His reputation was now so high, that no expedition of importance, especially if generalled by a prince of the blood, or one of the higher nobility, was considered complete without his presence. This was accordingly solicited by the old King of Navarre, more commonly called the Duc de Vendôme, on an occasion of that kind. But being tired of a military life, and disgusted with its cruelties and horrors, he endeavoured to evade the proposal, alleging the illness of his wife, and other excuses: but the Duke would take no denial; and at last he consented to accompany him to the siege of Chateau le Comte. There he acquitted himself so well, that upon the warm encomiums of the Duke he was received into the service of Henry the Second, in 1552, being then but thirty-three years old. From this time he lived at the court, where, with other advantages, obtained not less by his behaviour and wit than his skill, he enjoyed, though a Huguenot, the especial favour of the Queen, Catherine de’ Medici, who was fond of conversing with him in her own language, with which Paré had become well acquainted in his Italian campaign. She served him powerfully on several important occasions.

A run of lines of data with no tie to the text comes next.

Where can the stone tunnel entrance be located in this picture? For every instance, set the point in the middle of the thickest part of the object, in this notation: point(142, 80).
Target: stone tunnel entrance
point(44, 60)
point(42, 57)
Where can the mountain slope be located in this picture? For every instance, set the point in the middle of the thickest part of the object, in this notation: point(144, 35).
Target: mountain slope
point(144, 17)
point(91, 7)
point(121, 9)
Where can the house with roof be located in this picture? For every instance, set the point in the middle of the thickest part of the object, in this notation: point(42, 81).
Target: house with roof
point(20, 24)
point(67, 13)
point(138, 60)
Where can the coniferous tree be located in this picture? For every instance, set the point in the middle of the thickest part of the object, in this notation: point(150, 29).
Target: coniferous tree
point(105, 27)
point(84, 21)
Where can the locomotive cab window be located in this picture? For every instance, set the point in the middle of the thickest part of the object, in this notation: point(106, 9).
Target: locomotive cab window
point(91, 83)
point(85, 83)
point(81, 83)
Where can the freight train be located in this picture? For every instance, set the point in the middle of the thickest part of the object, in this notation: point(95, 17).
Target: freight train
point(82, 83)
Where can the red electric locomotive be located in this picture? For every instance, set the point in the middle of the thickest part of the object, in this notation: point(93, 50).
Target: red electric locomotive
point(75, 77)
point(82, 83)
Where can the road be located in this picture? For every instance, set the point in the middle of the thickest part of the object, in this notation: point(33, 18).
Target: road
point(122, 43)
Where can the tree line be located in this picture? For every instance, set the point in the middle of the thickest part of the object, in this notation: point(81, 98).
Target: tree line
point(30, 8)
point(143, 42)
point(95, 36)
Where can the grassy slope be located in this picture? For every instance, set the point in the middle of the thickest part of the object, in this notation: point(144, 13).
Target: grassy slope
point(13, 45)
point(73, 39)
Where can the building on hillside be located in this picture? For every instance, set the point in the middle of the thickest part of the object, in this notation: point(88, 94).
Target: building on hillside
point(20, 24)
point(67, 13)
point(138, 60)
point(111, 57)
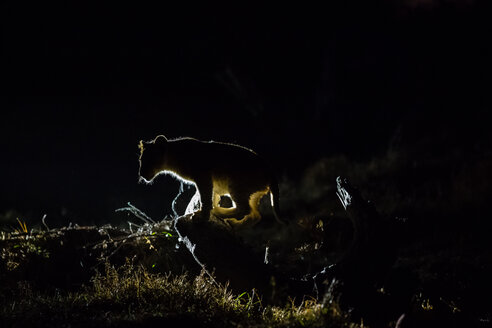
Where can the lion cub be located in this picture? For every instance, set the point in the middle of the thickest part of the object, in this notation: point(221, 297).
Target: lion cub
point(217, 169)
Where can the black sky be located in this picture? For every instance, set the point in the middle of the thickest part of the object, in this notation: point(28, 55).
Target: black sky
point(82, 84)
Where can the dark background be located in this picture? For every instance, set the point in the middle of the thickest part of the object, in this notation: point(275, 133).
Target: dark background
point(83, 84)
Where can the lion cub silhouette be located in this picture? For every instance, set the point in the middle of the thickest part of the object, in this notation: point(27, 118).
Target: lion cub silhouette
point(217, 169)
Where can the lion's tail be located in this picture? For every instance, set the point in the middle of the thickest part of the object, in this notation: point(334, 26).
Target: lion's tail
point(274, 199)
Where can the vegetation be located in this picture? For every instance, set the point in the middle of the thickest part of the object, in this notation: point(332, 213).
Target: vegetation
point(131, 294)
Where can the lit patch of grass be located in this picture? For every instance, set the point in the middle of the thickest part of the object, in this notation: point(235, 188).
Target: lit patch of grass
point(131, 296)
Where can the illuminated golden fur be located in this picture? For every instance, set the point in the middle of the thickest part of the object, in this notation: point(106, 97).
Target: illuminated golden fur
point(217, 169)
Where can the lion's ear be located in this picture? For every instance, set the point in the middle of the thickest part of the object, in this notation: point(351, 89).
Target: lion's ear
point(160, 139)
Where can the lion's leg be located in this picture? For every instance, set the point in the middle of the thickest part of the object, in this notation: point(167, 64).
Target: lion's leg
point(204, 188)
point(223, 212)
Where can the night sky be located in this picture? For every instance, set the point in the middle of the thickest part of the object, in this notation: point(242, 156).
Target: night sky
point(83, 84)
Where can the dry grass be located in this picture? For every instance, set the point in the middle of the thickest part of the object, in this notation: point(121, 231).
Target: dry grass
point(130, 296)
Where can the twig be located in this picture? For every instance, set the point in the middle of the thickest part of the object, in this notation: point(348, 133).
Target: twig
point(138, 213)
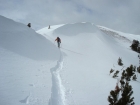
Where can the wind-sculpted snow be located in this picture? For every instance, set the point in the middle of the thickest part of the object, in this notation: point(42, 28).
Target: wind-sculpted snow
point(58, 90)
point(24, 41)
point(75, 29)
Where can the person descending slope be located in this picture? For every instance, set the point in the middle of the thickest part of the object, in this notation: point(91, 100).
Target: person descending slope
point(58, 41)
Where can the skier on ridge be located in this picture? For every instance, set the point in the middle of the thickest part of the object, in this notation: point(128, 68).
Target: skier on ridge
point(58, 41)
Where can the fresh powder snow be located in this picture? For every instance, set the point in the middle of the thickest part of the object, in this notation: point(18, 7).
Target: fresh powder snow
point(34, 71)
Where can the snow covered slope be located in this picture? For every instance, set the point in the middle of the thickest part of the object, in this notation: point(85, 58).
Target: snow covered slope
point(90, 54)
point(34, 71)
point(25, 62)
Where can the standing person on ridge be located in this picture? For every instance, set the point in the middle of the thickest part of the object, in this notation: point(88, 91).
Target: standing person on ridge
point(58, 41)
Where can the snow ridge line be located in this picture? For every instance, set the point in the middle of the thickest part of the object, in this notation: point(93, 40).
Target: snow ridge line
point(58, 90)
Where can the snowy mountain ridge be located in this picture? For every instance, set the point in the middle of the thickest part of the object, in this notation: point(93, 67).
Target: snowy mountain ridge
point(35, 72)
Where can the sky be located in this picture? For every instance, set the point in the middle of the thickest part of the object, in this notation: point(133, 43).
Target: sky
point(121, 15)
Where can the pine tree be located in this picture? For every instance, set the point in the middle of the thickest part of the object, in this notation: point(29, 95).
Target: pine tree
point(120, 61)
point(126, 95)
point(134, 77)
point(111, 71)
point(116, 74)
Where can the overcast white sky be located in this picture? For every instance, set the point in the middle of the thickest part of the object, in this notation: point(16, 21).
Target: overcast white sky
point(122, 15)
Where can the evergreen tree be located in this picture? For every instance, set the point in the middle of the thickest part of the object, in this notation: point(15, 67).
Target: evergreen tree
point(128, 73)
point(111, 71)
point(116, 74)
point(134, 77)
point(126, 95)
point(120, 61)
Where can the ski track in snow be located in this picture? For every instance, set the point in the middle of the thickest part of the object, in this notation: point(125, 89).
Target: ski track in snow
point(58, 90)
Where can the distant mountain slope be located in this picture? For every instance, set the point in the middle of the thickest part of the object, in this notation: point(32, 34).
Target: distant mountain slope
point(91, 52)
point(24, 41)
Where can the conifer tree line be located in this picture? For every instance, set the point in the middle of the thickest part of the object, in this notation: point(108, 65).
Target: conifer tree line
point(122, 95)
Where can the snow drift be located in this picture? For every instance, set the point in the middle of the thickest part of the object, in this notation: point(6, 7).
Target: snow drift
point(24, 41)
point(35, 72)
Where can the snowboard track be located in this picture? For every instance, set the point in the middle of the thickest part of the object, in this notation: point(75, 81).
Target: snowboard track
point(57, 90)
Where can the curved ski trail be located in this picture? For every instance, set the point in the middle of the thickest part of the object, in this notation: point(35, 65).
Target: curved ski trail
point(58, 90)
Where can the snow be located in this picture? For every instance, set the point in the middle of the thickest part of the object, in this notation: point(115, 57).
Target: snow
point(34, 71)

Paré, however, still continued to frequent the camp, when any emergency seemed to demand his services. Such an occasion occurred at the renowned siege of Metz, in the winter of 1552, conducted by Charles V. in person, with the Duke of Alva and 120,000 men, against a garrison of 6000, which ended, after two months, in the disastrous retreat of the besiegers. The defence was most gallantly carried on by the flower of the French army, headed by many of the higher noblesse, and several of the princes of the blood, under the Duke of Guise. It has been already mentioned that gunshot wounds were at that time thought to have something poisonous about them; and the severe cold, and other circumstances of that siege, being such as unusually to depress and harass the garrison, their wounds proved almost uniformly fatal; and the idea arose and gained ground, that Charles had ordered his bullets to be actually poisoned. Paré alone was thought able to meet the necessity of the case in such an extremity; and the demand for his assistance became so pressing in the dispirited garrison, that at the instance of the Duke of Guise the King was induced to send him. He was stealthily introduced by the treachery of one of Charles’s captains, for a bribe of 1500 crowns, and his appearance on the ramparts was hailed by the troops with the most extravagant expressions of joy. “Now that Paré is with us,” they cried, “we shall not perish of our wounds.” Their spirits revived, and the successful issue of their arduous struggle is generally ascribed to the presence of Paré.

Upon the raising of the siege, of which, as is usual in his writings, he gives a most lively and humorous account, Paré returned to court. In 1553 he was sent on a like errand to the siege of Hesdin, which, after a vigorous defence, and against the faith of a capitulation, was pillaged by the troops of the Duke of Savoy. Paré was himself one of the prisoners, but escaped in disguise after various adventures, and returned to Paris; notwithstanding the tempting offers of the Duke of Savoy, who had witnessed his skill, though kept in ignorance of his name.